44 ずっと前から

 一度自宅に帰ってシャワーを浴び、俺はバイトに向かった。この日はなぜかお客さんが多く、龍介さんに昨日のことを話せたのは昼過ぎになってからだった。


「やっぱり告白されました」

「ほら、言ったろ?」


 俺は龍介さんに、やっぱりあの三人がいいということを話した。


「君たちは特別な絆で結ばれてるからね。ちょっとやそっとじゃ崩せないでしょ」

「はい。桃園の誓いまでしましたから」

「ギャハハ! 死ぬとき一緒じゃねぇか!」


 次のゼミの日、俺は予め奈緒に連絡をしていた。ゼミの後、二人で話したいと。ゼミの間は至って普通通りに過ごした。それから俺は、あのナポリタンの店に奈緒を連れていった。ここなら人目が無いと思ったのだ。


「それで? 純くん、話って?」


 俺は奈緒の丸い瞳を見つめた。


「俺さ、やっぱり奈緒とは付き合えない。
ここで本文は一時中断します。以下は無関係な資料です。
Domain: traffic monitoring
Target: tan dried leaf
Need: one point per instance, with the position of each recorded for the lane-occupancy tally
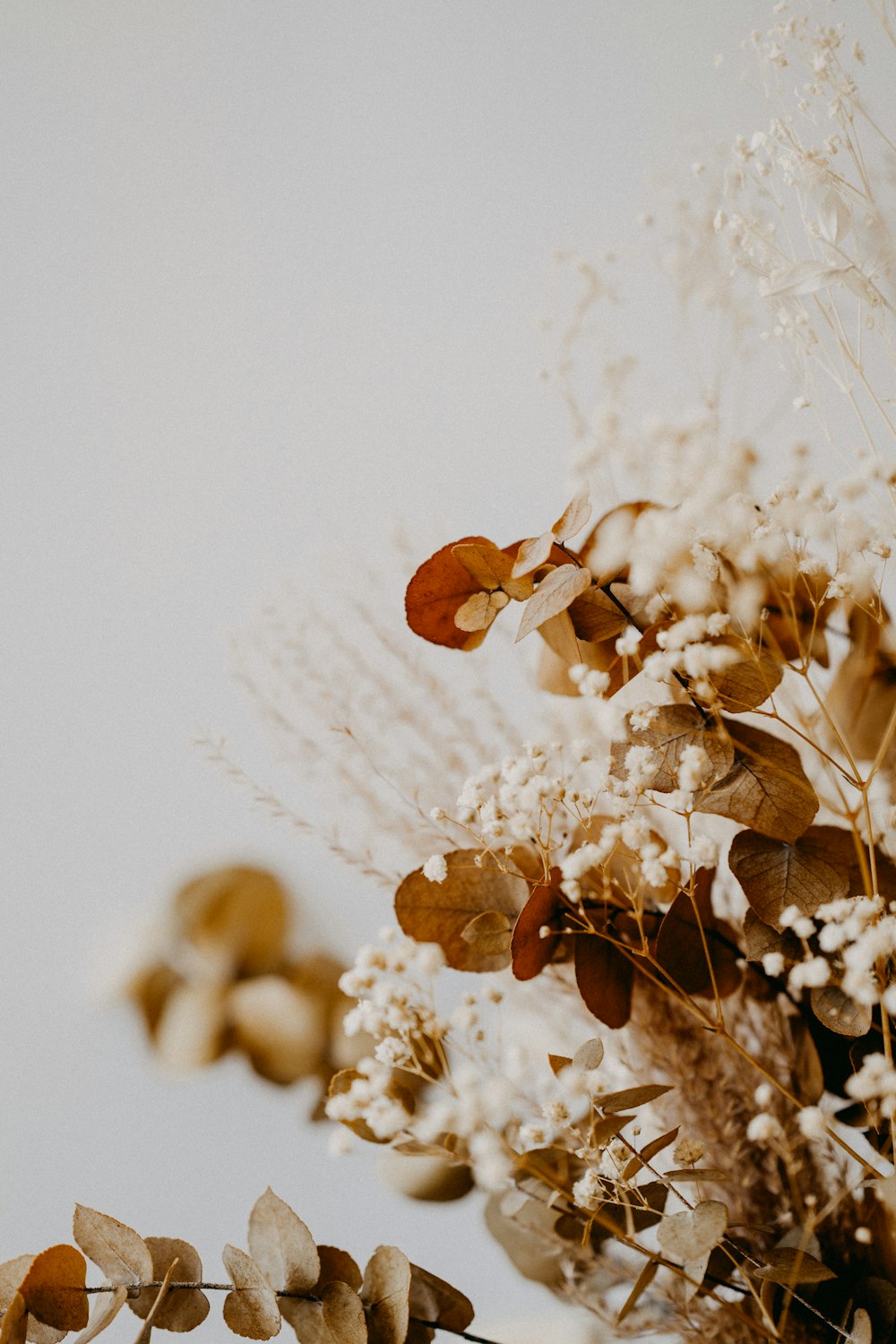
(54, 1288)
(790, 1265)
(435, 1300)
(479, 610)
(343, 1314)
(104, 1314)
(777, 874)
(440, 911)
(552, 596)
(117, 1250)
(766, 787)
(839, 1012)
(589, 1055)
(282, 1246)
(532, 554)
(489, 933)
(250, 1309)
(241, 913)
(15, 1322)
(188, 1306)
(634, 1097)
(672, 728)
(386, 1293)
(689, 1236)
いくら待たれても、この想いは変わらないと思う。ごめんな?」


 そうして俺は、楓の病気や自死遺族であることは伏せながら、特別な間柄の三人なのだということをかいつまんで話した。


「俺は、楓も千晴も失いたくない。だから、本当にごめん」


 奈緒はため息をつくと、こう言った。


「あーあ、わたしも男見る目無いなぁ」

「うん。そういうこと」

「純くん目当てに寺本教授のゼミ入ったのになぁ」

「へっ?」


 ここから、奈緒の暴露が始まった。彼女は一年生のときから、俺のことを知っていたらしい。友達伝いで俺の入るゼミを突き止め、入ったのだとか。


「マジかよ」


 気が付かない内に、俺は一人の女の子の運命を狂わせてしまっていたようだ。奈緒は言った。
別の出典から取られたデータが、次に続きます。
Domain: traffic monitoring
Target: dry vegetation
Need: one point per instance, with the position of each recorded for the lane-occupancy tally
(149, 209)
「本当は、グループライン作ろうだなんて言える柄じゃないんだよ? わたしはただ、純くんの連絡先を知りたかっただけ」

「すまん、ぶっちゃけ重いわ」

「あはは、そうでしょ?」


 こちらが奈緒の本性なのだろうか。彼女はベラベラと喋り始めた。


「ずっと前から、遠くから見ていて、カッコいいなぁって思ってた。遊んでるっぽいこともわかってた。なんかさー、こんな話聞いたら、余計に好きになっちゃった」

「おいおい」


 きっちり断るはずが、泥沼化してないか? 俺はとりあえずタバコを吸った。奈緒は言った。


「ねえ、それ一本ちょうだいよ」

「ええ……」


 俺は奈緒にタバコをくわえさせた。火がなかなかつかなかった。俺は言った。


「息、吸い込んで」


 案の定、奈緒はむせた。


「けほっ……」

「ほら、無理するから」


 それでも奈緒は一本吸い切った。根性のある女だ。どうしよう、彼女のことがますます知りたくなってきた。水を一杯飲んで、彼女は言った。


「わたしのこと、遊びでもいいよ。抱いてよ」

「いや、それは……」


 机に置いていた俺の手に、奈緒は自分の手を重ねてきた。


「だって、三年目の片思いだよ? この際キープでもいいです」

「マジで言ってる?」


 結果として、俺は奈緒の家でセックスをした。彼女は処女だった。血まみれになったシーツを前に、俺は自分のふがいなさを悔いた。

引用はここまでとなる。